Performance. Performance is not a topic of focus in conventional software engineering, in part because it has been the excuse for bad practices and in part because it is well covered elsewhere. Performance can be part of the non-functional requirements and then later in acceptance-level testing to ensure the performance requirement is met.

Release Management. Plan-and-document processes often produce software products that have major releases and minor releases. Using the Rails as an example, the last number of version 3.2.12 is a minor release, the middle number is a major release, and the first number is such a large change that it breaks APIs so that apps need to be ported again to this version. A release includes everything: code, configuration files, any data, and documentation. Release management includes picking dates for the release, information on how it will be distributed, and documenting everything so that you know what exactly is in the release and how to make it again so that it is easy to change when you have to make the next release. Release management is considered a case of configuration management in Plan-and-Document processes, which we review in Section 10.7.

Reliability. The main tool in our bag to make a system dependable is redundancy. By having more hardware than the absolute minimum needed to run the app and store the data, the system has the potential to continue even if a component fails. As all physical hardware has a non-zero failure rate, one redundancy guideline is to make sure there is no single point of failure, as it can be the Achilles’ Heel of a system. Generally, the more redundancy the lower the chance of failure. As highly redundant systems can be expensive, it is important to have an adult conversation with the customer to see how dependable the app must be.

Dependability is holistic, involving the software and the operators as well as the hardware. No matter how dependable the hardware is, errors in the software and mistakes by the operators can lead to outages that reduce the mean time to failure (MTTF). As dependency is a function of the weakest link in the chain, it may be more effective to train operators how to run the app or to reduce the flaws in the software than to buy more redundant hardware to run the app. Since “to err is human,” systems should include safeguards to tolerate and prevent operator errors as well as hardware failures.

A foundational assumption of the Plan-and-Document processes is that an organization can make the production of software predictable and repeatable by honing its process of software development, which should also lead to more reliable software. Hence, organizations commonly record everything they can from projects to learn what they can do to improve their process. For example, the ISO 9001 standard is granted if companies have processes in place, a method to see if the process is being followed, and record the results for each project so as to make improvements in their process. Surprisingly, standardization approval is not about the quality of the resulting code, it is just about the development process.

Finally, like performance, reliability can be measured. We can improve availability either taking longer between failures (MTTF) or by making the app reboot faster—mean time between repairs (MTTR)—as this equation shows:

\[\text{unavailability} \approx \frac{MTTR}{MTTF}\]

While it is hard to measure improvements in MTTF, as it can take a long time to record failures, we can easily measure MTTR. We just crash a computer and see how long it takes the app to reboot. And what we can measure, we can improve. Hence, it may be much more cost-effective to try to improve MTTR than to improve MTTF since it is easier to measure progress. However, they are not mutually exclusive, so developers can try to increase dependability by following both paths.

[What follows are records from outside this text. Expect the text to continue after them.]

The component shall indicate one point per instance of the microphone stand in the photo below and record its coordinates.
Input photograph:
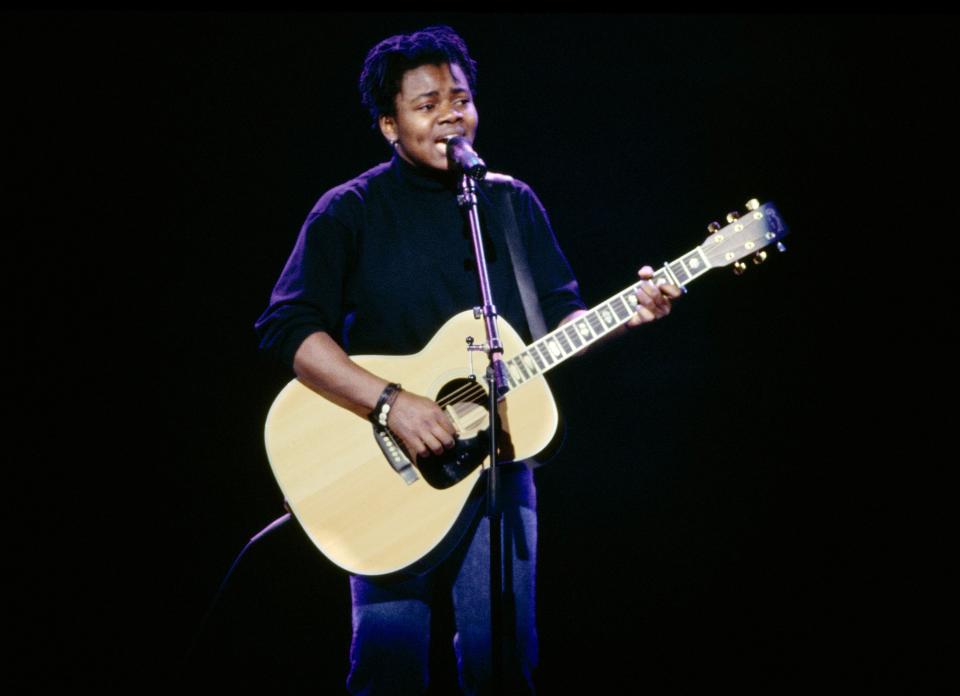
(497, 386)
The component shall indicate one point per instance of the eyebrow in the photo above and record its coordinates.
(436, 93)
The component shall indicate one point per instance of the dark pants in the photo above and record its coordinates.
(391, 618)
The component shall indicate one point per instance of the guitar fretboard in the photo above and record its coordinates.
(552, 349)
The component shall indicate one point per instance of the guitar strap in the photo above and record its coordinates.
(518, 256)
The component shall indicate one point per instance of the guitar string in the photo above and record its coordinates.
(473, 390)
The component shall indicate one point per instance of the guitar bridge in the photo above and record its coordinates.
(394, 454)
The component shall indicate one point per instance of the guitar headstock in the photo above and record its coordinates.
(744, 235)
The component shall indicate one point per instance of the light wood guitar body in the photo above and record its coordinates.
(360, 512)
(353, 505)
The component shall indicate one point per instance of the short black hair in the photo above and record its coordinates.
(387, 62)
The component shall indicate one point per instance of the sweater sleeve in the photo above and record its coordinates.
(557, 288)
(309, 295)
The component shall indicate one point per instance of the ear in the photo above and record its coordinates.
(388, 127)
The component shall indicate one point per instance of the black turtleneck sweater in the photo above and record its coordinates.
(385, 259)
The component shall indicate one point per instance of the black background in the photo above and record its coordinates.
(747, 495)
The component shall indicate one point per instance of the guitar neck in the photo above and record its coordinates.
(552, 349)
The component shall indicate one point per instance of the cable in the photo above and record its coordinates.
(279, 522)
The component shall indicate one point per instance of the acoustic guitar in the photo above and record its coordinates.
(373, 511)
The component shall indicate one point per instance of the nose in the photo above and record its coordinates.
(452, 115)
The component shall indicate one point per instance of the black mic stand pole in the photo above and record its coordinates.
(497, 386)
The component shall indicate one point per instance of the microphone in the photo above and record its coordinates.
(460, 155)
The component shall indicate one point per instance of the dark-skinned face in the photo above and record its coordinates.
(434, 104)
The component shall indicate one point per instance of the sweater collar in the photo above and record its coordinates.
(421, 178)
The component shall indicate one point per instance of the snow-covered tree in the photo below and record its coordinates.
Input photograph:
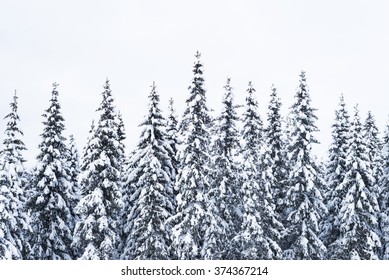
(335, 173)
(172, 137)
(192, 219)
(223, 198)
(73, 160)
(374, 148)
(148, 235)
(260, 230)
(96, 234)
(303, 198)
(274, 149)
(384, 196)
(358, 214)
(52, 195)
(14, 221)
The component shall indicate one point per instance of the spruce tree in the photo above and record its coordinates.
(14, 221)
(192, 219)
(374, 148)
(358, 214)
(73, 161)
(224, 196)
(172, 137)
(260, 230)
(275, 146)
(335, 173)
(50, 204)
(303, 198)
(96, 234)
(153, 201)
(384, 196)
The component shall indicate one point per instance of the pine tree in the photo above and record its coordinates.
(224, 196)
(50, 204)
(14, 221)
(335, 173)
(275, 150)
(172, 138)
(73, 160)
(260, 231)
(192, 218)
(384, 197)
(303, 198)
(374, 147)
(358, 215)
(148, 236)
(96, 234)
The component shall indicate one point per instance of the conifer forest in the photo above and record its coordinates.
(197, 186)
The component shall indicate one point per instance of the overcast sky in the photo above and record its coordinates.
(342, 45)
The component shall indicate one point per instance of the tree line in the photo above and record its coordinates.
(198, 187)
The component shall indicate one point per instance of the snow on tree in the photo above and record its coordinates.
(384, 196)
(14, 221)
(192, 219)
(303, 198)
(335, 173)
(358, 215)
(148, 236)
(260, 229)
(374, 147)
(50, 204)
(172, 137)
(275, 147)
(96, 234)
(223, 198)
(73, 160)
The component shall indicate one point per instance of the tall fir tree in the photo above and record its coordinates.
(14, 220)
(172, 137)
(384, 197)
(258, 236)
(50, 204)
(304, 200)
(96, 234)
(335, 173)
(374, 148)
(149, 236)
(358, 214)
(73, 161)
(275, 146)
(223, 198)
(192, 219)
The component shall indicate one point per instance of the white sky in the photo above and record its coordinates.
(342, 45)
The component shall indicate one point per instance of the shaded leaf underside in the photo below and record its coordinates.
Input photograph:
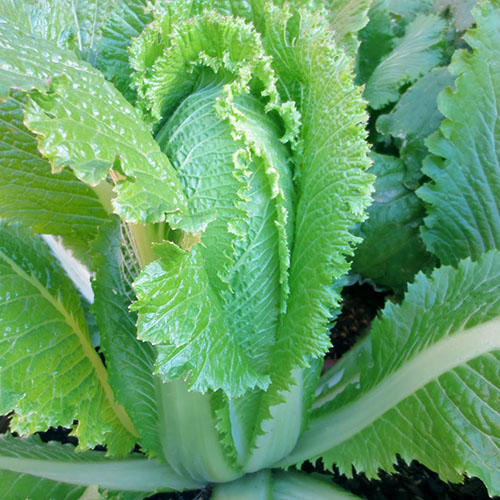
(436, 356)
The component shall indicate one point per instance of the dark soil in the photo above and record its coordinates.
(361, 304)
(410, 482)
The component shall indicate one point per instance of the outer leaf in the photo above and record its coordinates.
(328, 152)
(50, 372)
(72, 24)
(347, 18)
(414, 117)
(464, 197)
(129, 362)
(30, 469)
(392, 251)
(127, 21)
(31, 194)
(414, 55)
(177, 306)
(430, 388)
(83, 121)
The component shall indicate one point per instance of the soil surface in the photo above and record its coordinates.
(410, 482)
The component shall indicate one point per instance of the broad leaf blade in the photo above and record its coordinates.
(392, 251)
(84, 122)
(434, 364)
(129, 362)
(413, 56)
(126, 22)
(48, 361)
(71, 24)
(464, 195)
(49, 203)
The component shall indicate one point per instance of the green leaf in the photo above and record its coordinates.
(327, 205)
(464, 195)
(83, 121)
(127, 21)
(30, 469)
(265, 485)
(416, 114)
(377, 39)
(71, 24)
(434, 363)
(180, 311)
(188, 416)
(415, 54)
(460, 9)
(31, 194)
(48, 360)
(347, 18)
(129, 362)
(392, 251)
(300, 486)
(414, 117)
(229, 153)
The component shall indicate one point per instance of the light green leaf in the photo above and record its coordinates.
(300, 486)
(327, 154)
(464, 195)
(188, 415)
(265, 485)
(129, 362)
(179, 311)
(321, 226)
(460, 9)
(434, 363)
(416, 114)
(377, 40)
(415, 54)
(84, 122)
(127, 21)
(347, 18)
(392, 251)
(414, 117)
(71, 24)
(47, 357)
(230, 157)
(31, 194)
(30, 469)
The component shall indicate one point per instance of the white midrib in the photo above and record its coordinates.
(330, 430)
(84, 340)
(124, 475)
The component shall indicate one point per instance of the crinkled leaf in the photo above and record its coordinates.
(392, 251)
(83, 121)
(30, 469)
(49, 368)
(415, 54)
(430, 387)
(71, 24)
(464, 195)
(460, 9)
(129, 362)
(29, 193)
(347, 18)
(126, 22)
(414, 117)
(226, 147)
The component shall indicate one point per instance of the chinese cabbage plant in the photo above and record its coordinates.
(206, 162)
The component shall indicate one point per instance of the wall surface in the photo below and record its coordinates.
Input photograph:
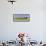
(36, 27)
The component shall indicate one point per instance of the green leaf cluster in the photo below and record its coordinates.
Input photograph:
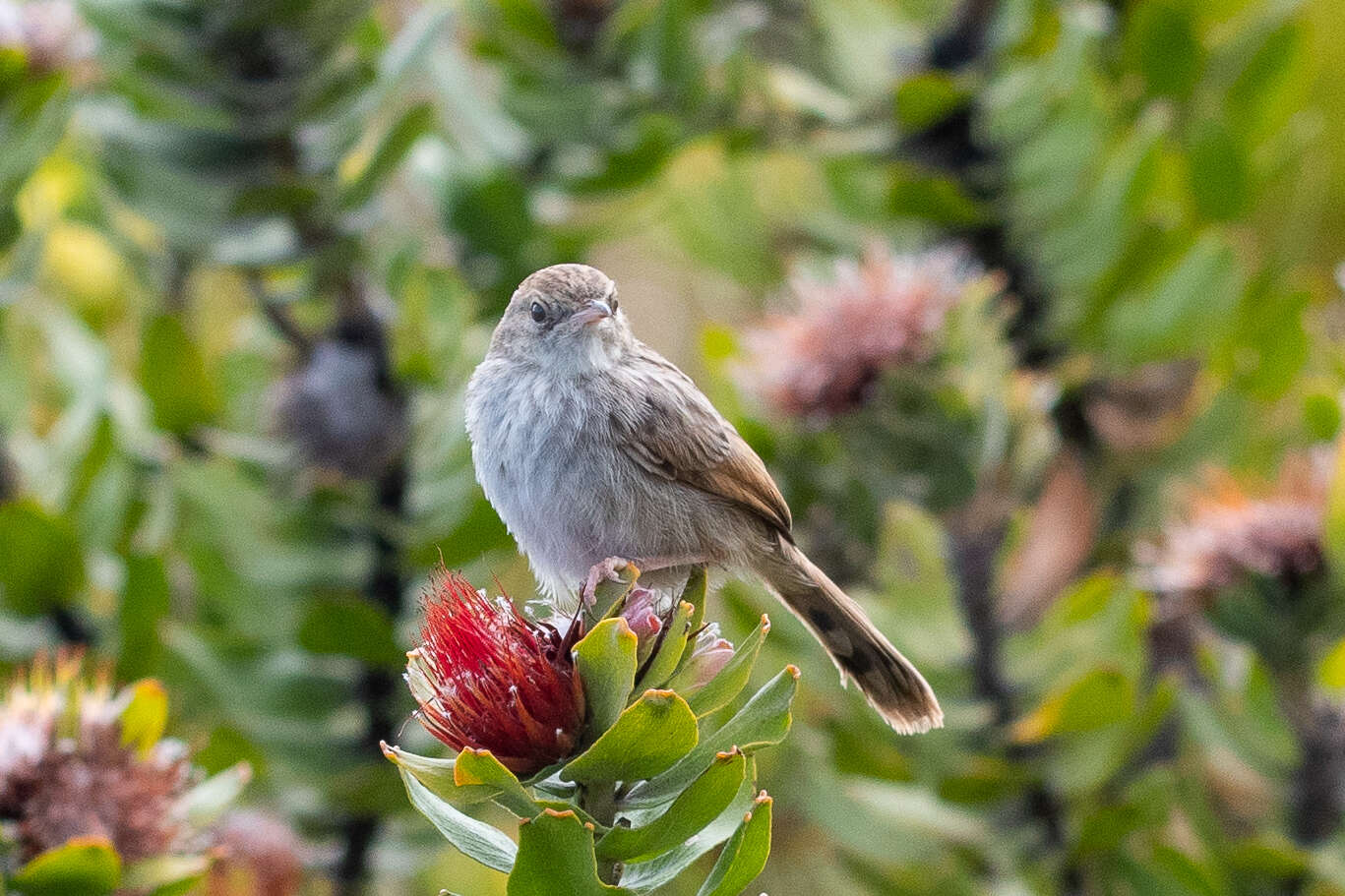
(658, 781)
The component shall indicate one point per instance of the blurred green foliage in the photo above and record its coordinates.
(197, 197)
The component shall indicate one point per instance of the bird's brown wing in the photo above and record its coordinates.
(673, 431)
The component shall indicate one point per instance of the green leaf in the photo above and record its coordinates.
(648, 738)
(471, 837)
(146, 716)
(1330, 672)
(744, 856)
(212, 798)
(1096, 699)
(1220, 180)
(670, 648)
(174, 377)
(556, 856)
(480, 768)
(730, 681)
(605, 662)
(699, 805)
(164, 874)
(928, 98)
(146, 602)
(1162, 39)
(389, 153)
(439, 776)
(350, 626)
(40, 566)
(763, 721)
(649, 874)
(85, 866)
(928, 197)
(1186, 313)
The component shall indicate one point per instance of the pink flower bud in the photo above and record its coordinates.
(641, 614)
(709, 657)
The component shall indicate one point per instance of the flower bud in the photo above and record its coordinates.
(709, 655)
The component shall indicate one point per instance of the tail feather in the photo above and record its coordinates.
(892, 685)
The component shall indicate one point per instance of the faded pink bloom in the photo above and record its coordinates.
(259, 856)
(1228, 531)
(47, 32)
(65, 772)
(883, 313)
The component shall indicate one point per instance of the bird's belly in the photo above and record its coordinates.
(560, 491)
(572, 500)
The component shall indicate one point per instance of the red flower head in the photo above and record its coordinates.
(487, 679)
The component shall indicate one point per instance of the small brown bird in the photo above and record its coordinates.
(592, 446)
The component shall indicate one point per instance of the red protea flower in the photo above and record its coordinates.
(883, 313)
(488, 679)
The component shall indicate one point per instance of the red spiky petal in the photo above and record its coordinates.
(487, 679)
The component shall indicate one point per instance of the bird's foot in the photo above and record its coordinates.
(605, 570)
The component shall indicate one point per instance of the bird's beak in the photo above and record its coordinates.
(593, 313)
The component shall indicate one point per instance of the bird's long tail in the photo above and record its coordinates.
(893, 687)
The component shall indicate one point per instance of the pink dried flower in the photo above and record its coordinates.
(47, 32)
(883, 313)
(259, 856)
(487, 679)
(1228, 531)
(65, 772)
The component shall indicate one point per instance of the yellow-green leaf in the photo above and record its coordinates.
(648, 738)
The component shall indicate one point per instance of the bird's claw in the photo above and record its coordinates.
(600, 572)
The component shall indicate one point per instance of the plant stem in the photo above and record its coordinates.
(598, 801)
(377, 685)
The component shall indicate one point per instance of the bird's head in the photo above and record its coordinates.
(565, 318)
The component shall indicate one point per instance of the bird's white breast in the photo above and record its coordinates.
(530, 447)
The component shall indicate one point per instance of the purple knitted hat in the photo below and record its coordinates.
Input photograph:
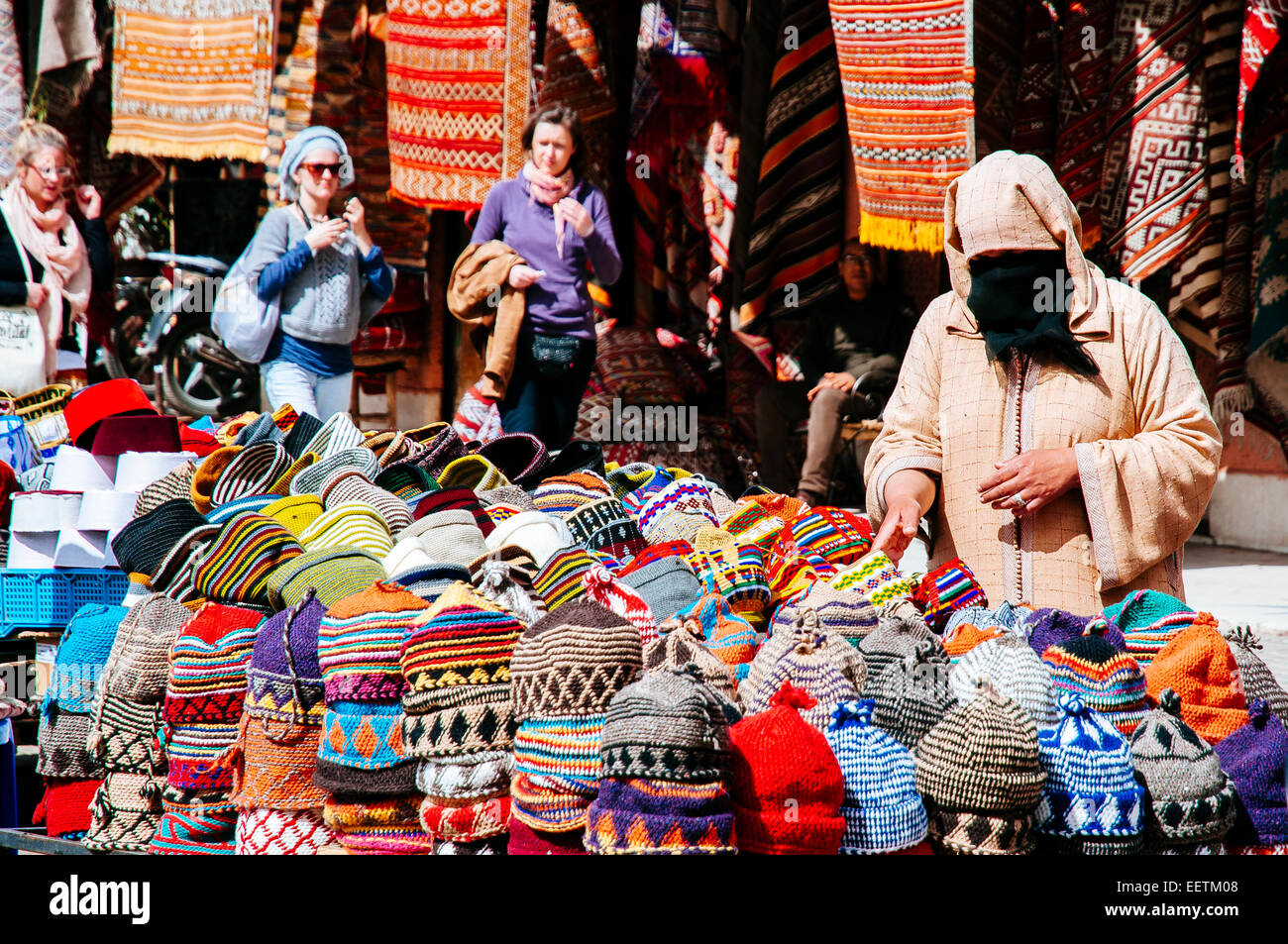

Security. While reliability can depend on probability to calculate availability—it is unlikely that several disks will fail simultaneously if the storage system is designed without hidden dependencies—this is not the case for security. Here there is an human adversary who is probing the corner cases of your design for weaknesses and then taking advantage of them to break into your system. The Common Vulnerabilities and Exposures database lists common attacks to help developers understand the difficulty of security challenges.

Fortunately, defensive programming to make your system more robust against failures can also help make your system more secure. For example, in a buffer overflow attack, the adversary sends too much data to a buffer to overwrite nearby memory with their own code hidden inside the data. Checking the inputs to ensure that the user is not sending too much data can prevent such attacks. Similarly, the basis of arithmetic overflow attack might be to supply such an unexpectedly large number that when added to another number it will look small due to the wraparound nature of overflow with 32-bit arithmetic. Checking input values or catching exceptions might prevent this attack. As computers today normally have multiple processors (“multicore”), an increasingly common attack is a data race attack where the program has non-deterministic behavior depending on the input. These concurrent programming flaws are much harder to detect and correct.

Testing is much more challenging for security, but one approach is use a tiger team as the adversaries who perform penetration tests. The team reports back to the developers the uncovered vulnerabilities.

Self-Check 12.10.1. Besides buffer overflows, arithmetic overflows, and data races, list another potential bug that can lead to security problem by violating one of the three security principles listed above.

One example is improper initialization, which could violate the principle of fail-safe defaults.